Start simple, then go deeper. Prove name resolution, reachability, and path. Graduate to sockets and ports only after basic checks pass. 

# 1) DNS + ICMP reachability
ping -c 4 example.com

# 2) Path discovery (routers along the way)
traceroute example.com   # or: tracepath example.com

# 3) Local sockets (modern replacement for netstat)
ss -tuln                  # listening sockets
ss -tan                   # established TCP

If ping fails but ss shows a healthy service on localhost, you’re looking at a routing, firewall, or upstream issue rather than a dead daemon. For a concise field guide to these commands in practice, Red Hat’s enable-sysadmin writeup is a solid refresher you can hand juniors without hesitation. See 7 Linux networking commands every sysadmin should know.

When you need distro-agnostic, nuts-and-bolts configuration advice, the Arch Wiki’s Network configuration page remains a gold standard for pragmatic troubleshooting.

3. Routes, Gateways, and DNS

If a host resolves but won’t connect, check routing. The kernel’s routing table decides where packets go; a single wrong default gateway or missing subnet route will blackhole traffic. 

# view routes
ip route show

# set a default gateway (example)
sudo ip route add default via 192.168.10.1

# per-subnet static route
sudo ip route add 10.20.0.0/16 via 192.168.10.254

DNS problems masquerade as networking failures. Verify the resolver your system is using and whether queries succeed. On many modern Ubuntu servers, Netplan + systemd-resolved manage interfaces and resolvers through YAML. See Ubuntu’s official overview: Configuring networks.

4. Firewall Basics Without the Drama

The Linux kernel enforces packet filtering through Netfilter; historically you used iptables directly, while many distros now expose friendlier front-ends. On Ubuntu, ufw is common; RHEL derivatives often use firewalld. 

# show rules (iptables)
sudo iptables -L -v -n

# uncomplicated firewall (ufw)
sudo ufw enable
sudo ufw allow 22/tcp
sudo ufw status numbered

# firewalld quick taste
sudo firewall-cmd --add-service=ssh --permanent
sudo firewall-cmd --reload

Rule of thumb: test from the outside. If a service binds to 0.0.0.0:443 and ss confirms it, but you can’t reach it externally, a firewall or upstream load balancer is almost always in the way. Before you open ports broadly, revisit Linux access control fundamentals in File Permissions to avoid confusing file ACL issues with network ACL issues.

5. See the Traffic: tcpdump and iftop

When logs lie, packets tell the truth. Packet capture confirms whether traffic arrives, what it contains, and who initiates it. Bandwidth monitors help you spot noisy neighbors fast. 

# capture HTTP on eth0 (press Ctrl+C to stop)
sudo tcpdump -i eth0 -n port 80

# real-time bandwidth by connection
sudo iftop -i eth0

Captures are especially helpful with TLS offload, hair-pin NAT, or asymmetric routing.

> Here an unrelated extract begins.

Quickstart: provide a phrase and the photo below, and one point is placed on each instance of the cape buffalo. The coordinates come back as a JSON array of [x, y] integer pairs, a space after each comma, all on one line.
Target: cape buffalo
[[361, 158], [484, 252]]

If captures local to the app server show no SYNs, you know the break is upstream. To keep an eye on the bigger picture—CPU steal, IRQ pressure, and memory reclaim that can tank networking—bookmark System Monitoring in Linux.

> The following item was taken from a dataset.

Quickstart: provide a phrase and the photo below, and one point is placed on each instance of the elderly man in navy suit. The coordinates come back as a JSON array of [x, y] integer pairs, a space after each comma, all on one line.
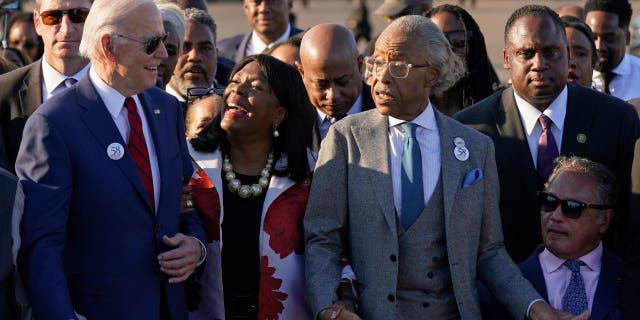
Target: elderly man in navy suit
[[572, 270], [102, 164]]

6. Services and Persistent Configuration

Commands are great for live fixes, but production needs persistence. On Debian/Ubuntu, Netplan renders configuration to backends like NetworkManager or systemd-networkd. On RHEL, NetworkManager dominates. Whichever stack you adopt, standardize on one method per fleet to avoid configuration drift. 

# example Netplan YAML (Ubuntu)
network:
  version: 2
  ethernets:
    eth0:
      addresses:
        - 192.168.10.20/24
      gateway4: 192.168.10.1
      nameservers:
        addresses: [1.1.1.1, 9.9.9.9]

Validate configs before rollout, then restart only the affected networking units to minimize downtime. If you’re building a lab to practice safely, give yourself clean scaffolding using the habits in Linux Basic Commands and revisit Understanding the Linux Kernel to map what your services expect from the OS.

7. When You’re Ready: VLANs, Bridges, and Tuning

Linux lets you get advanced quickly: VLAN tagging for multi-tenant networks, bridges for virtualization stacks, and QoS or congestion control tuning for specific workloads. When it’s time to tune rather than merely fix, go to source material. The kernel’s networking docs cover device drivers, diagnostics, and APIs in depth, and man pages explain how user-space interacts with sockets and TCP. See the kernel networking docs and the tcp(7) man page.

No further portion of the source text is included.